Recensione del film Mommy (Gina Margiotta)

Oggi pomeriggio credo di aver visto un film tra i più belli ed originali dell'anno che sta per
concludersi. Il film Mommy del regista e attore canadese Xavier Dolan , è stato presentato alla settantaseiesima edizione del Festival di Cannes , aggiudicandosi il prestigioso e ambito premio della giuria.
Fin dalle prime scene, sono rimasta positivamente colpita dalla stupenda fotografia e dall'originale taglio registico che caratterizza questa drammatica eppur gradevole  pellicola.
Mommy rac­con­ta la storia di Diane,  una madre quarantaseienne  ve­do­va  che , per una serie di circostanze avverse, si ritrova a ritirare il figlio Steven da un istituto , dopo aver causato volontariamente un incendio, in cui rimane gravemente ferito un altro adolescente.  
Diane è una donna matura , eppure veste in maniera appariscente, dalle sue labbra escono quasi sempre parole rabbiose e volgari, fuma come una turca e tira avanti con lavori precari, senza una vera e propria cultura alcuna e priva di ogni competenza professionale .
La sua vita viene così letteralmente stravolta dal ritorno a casa di Steven  e dai pro­ble­mi che in­con­tra quan­do ri­ce­ve l'af­fi­da­men­to a tempo pieno del giovane che è  af­fet­to sin­dro­me da de­fi­cit di at­ten­zio­ne e ipe­rat­ti­vi­tà.
A distanza di pochi giorni dall'arrivo di Steven , nella loro vita entra in scena la preziosa ed importante presenza di Kayla , la loro nuova vi­ci­na di casa .
Kayla è un'altra creatura fragile e tormentata; un 'insegnante che , a causa di una marcata balbuzia ha preso la decisione di concedersi un lungo periodo di riposo dalla professione.
 
Il film si differenzia  , principalmente , per la scelta registica dal taglio decisamente in­so­li­to, per non dire unico, il for­ma­to 1:1, l'au­to­re  rie­sce , in questo modo, a trasmettere allo spettatore una sensazione di disagio, di chiusura, di limitazione dovuto alla dura realtà che circonda i tre personaggi principali.  La mac­chi­na da presa si muove spes­so , ma inquadrando spesso un solo personaggio alla volta , quasi a voler cogliere alla perfezione le sfumature delle espressioni dei volti, della loro essenza tormentata e precaria .

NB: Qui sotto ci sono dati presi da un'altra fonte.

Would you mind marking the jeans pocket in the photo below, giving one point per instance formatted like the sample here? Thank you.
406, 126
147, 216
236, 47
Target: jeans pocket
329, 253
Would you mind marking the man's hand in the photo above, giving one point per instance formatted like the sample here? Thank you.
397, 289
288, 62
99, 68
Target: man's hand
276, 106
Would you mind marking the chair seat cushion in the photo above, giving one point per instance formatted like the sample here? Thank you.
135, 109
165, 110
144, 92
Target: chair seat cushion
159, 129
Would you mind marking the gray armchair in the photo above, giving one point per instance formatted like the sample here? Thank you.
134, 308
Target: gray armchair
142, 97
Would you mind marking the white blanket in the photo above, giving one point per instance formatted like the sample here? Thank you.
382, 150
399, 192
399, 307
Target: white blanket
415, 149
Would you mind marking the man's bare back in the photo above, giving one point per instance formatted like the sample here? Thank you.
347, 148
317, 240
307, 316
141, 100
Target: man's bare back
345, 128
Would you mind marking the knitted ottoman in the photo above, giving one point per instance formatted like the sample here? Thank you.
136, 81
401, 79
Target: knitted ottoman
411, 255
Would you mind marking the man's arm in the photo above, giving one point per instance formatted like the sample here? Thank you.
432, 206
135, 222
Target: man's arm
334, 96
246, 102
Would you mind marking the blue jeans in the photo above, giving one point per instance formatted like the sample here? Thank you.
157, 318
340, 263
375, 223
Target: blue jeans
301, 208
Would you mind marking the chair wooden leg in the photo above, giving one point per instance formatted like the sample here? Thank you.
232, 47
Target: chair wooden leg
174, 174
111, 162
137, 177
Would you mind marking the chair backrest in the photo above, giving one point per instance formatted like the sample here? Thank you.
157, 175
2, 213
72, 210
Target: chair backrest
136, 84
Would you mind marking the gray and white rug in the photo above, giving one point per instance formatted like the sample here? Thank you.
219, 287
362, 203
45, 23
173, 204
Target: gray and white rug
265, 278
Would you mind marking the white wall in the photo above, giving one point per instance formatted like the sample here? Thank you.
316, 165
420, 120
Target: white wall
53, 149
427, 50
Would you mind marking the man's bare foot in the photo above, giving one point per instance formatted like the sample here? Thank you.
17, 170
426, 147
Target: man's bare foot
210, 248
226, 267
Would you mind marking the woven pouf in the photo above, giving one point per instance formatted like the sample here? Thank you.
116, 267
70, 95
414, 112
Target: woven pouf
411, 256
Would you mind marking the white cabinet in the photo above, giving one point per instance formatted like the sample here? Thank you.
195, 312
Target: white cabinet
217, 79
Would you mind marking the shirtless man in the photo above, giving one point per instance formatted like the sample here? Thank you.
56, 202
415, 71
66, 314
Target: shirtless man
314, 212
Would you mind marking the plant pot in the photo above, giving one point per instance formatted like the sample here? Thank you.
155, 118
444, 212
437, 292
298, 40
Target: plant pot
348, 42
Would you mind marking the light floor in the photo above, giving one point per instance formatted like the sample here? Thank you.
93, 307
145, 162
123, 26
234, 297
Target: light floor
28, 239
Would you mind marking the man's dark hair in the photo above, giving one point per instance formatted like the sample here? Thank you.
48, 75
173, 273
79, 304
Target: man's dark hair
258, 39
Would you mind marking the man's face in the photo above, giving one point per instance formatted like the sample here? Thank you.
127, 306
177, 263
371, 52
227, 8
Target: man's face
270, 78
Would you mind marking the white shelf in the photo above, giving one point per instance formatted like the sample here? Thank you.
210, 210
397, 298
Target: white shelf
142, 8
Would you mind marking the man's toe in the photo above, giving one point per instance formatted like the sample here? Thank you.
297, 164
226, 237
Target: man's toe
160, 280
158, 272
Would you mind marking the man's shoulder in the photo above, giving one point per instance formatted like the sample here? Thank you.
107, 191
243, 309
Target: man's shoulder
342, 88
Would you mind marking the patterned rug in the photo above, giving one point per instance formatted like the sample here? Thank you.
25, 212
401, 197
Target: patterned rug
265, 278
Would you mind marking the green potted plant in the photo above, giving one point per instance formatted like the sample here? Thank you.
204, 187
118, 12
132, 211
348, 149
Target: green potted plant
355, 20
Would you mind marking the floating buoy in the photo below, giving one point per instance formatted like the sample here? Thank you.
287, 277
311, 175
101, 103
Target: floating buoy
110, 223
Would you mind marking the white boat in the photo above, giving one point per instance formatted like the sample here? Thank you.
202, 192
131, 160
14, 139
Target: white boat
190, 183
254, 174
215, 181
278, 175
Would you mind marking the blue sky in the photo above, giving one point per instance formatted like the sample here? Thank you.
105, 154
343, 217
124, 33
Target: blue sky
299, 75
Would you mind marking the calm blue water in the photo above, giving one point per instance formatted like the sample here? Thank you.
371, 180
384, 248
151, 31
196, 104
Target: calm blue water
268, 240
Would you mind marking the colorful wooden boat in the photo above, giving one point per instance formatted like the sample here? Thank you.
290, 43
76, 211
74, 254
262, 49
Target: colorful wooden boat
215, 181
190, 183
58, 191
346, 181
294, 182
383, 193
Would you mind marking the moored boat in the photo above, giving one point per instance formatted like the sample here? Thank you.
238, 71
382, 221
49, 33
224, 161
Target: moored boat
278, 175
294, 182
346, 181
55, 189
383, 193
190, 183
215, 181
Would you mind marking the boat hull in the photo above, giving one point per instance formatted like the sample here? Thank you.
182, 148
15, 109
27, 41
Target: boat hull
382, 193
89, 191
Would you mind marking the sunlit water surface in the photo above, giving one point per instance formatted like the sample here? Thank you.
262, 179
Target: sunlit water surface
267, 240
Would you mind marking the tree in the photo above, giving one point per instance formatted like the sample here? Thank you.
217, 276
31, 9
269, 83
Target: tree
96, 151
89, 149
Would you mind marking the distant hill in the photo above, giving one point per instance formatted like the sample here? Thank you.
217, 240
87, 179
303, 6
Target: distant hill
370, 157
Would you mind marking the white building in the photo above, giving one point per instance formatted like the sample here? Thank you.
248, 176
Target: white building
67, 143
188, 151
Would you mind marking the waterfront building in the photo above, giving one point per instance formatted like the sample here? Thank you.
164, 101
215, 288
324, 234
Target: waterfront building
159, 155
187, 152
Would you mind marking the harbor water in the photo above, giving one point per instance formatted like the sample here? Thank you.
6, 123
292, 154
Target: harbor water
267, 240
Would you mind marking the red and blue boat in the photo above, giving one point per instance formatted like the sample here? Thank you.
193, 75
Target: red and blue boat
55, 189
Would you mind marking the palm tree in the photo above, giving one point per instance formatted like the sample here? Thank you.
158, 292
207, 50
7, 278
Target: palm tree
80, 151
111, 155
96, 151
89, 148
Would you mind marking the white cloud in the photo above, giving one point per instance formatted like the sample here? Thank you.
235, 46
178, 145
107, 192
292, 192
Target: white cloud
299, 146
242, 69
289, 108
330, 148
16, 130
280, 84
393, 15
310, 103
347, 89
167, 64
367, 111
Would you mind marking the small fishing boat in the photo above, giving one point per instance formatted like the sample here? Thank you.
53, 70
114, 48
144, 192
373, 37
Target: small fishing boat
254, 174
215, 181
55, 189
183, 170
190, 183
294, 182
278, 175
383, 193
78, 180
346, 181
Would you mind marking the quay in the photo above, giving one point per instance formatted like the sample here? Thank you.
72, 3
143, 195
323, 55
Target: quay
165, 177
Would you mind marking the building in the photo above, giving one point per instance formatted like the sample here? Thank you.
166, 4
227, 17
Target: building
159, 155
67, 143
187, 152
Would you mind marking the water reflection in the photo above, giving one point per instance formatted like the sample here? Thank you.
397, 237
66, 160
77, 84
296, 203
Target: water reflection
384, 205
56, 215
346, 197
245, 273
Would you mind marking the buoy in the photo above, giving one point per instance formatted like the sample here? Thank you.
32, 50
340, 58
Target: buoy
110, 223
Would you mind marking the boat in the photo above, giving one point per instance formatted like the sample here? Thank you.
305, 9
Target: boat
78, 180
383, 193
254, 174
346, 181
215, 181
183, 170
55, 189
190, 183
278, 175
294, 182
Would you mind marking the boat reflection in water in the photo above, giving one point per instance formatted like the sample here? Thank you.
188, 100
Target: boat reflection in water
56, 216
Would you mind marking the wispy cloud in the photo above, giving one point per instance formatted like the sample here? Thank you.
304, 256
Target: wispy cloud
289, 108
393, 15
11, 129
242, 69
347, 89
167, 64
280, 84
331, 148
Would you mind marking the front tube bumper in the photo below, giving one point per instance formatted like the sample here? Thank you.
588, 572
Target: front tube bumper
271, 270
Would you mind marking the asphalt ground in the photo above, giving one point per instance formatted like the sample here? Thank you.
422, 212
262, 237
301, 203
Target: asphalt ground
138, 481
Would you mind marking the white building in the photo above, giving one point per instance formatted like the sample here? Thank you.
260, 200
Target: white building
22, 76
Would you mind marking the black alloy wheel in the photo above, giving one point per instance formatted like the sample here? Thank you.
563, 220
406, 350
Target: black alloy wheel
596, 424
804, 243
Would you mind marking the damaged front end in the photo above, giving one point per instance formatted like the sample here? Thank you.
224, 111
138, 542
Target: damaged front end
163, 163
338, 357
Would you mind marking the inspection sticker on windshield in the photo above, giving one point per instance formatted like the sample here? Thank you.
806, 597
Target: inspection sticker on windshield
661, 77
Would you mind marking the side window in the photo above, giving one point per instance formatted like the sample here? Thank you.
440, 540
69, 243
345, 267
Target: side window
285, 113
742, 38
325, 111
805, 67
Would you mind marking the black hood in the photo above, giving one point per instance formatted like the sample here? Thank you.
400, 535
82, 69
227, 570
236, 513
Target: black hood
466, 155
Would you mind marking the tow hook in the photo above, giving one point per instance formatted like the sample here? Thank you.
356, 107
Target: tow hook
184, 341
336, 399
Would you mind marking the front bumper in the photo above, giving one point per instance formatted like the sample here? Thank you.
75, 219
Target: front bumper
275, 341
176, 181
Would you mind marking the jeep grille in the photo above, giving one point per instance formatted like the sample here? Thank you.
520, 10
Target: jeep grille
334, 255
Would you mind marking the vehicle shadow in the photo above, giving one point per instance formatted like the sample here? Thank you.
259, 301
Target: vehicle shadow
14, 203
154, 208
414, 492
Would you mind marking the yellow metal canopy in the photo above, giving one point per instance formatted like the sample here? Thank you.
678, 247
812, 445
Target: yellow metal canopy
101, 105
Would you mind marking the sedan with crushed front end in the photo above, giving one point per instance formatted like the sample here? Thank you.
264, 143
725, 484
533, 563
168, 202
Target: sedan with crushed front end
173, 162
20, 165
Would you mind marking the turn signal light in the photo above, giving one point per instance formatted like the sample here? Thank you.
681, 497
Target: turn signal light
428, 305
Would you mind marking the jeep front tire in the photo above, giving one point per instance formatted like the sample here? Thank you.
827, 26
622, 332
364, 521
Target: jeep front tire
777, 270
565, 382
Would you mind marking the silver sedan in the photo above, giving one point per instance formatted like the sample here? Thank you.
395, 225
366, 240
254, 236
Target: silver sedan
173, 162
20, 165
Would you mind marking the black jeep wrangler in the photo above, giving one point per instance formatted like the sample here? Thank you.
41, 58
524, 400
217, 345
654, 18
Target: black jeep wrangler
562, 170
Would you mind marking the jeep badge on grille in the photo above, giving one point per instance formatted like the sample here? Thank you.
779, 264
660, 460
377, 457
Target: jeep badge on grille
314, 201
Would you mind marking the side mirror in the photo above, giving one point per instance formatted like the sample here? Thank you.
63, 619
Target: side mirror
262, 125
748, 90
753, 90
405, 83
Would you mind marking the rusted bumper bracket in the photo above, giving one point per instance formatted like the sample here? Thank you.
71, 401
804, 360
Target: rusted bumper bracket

Steven , il giovane pro­ta­go­ni­sta, è un emar­gi­na­to com­ple­ta­men­te privo di ogni equilibrio mentale, ma nello stesso tempo è una creatura  fra­gi­le ed emotiva , con un di­spe­ra­to bi­so­gno di attenzione e di amore. Il legame con la madre è complesso, tormentato, a tratti morboso .
La malattia mentale di Steven  , porta Diane a dedicarsi completamente a quel figlio così pericoloso eppure cosi violentemente autentico, anche nel voler esprimere i propri sentimenti e le proprie emozioni. I dialoghi  , nonostante l'argomento trattato, sono spesso irriverenti , tanto da portare lo spettatore a ridere sinceramente , anche se con l'amaro in bocca .
La vicinanza di Kayla, che riesce ad instaurare un forte legame d'amicizia e di empatia sia con Diane che con Steven, sembra portare freschezza e serenità alla difficile esistenza dei due protagonisti.
Soprattutto  le due donne sembrano instaurare un'intesa mentale che gioverà persino alla difficile condizione mentale del tormentato adolescente. 
E questa nuova serenità , diventa palpabile ed evidente  a livello visivo, inducendo il regista a tornare al classico formato a schermo intero . Ma , purtroppo, solo per breve durata.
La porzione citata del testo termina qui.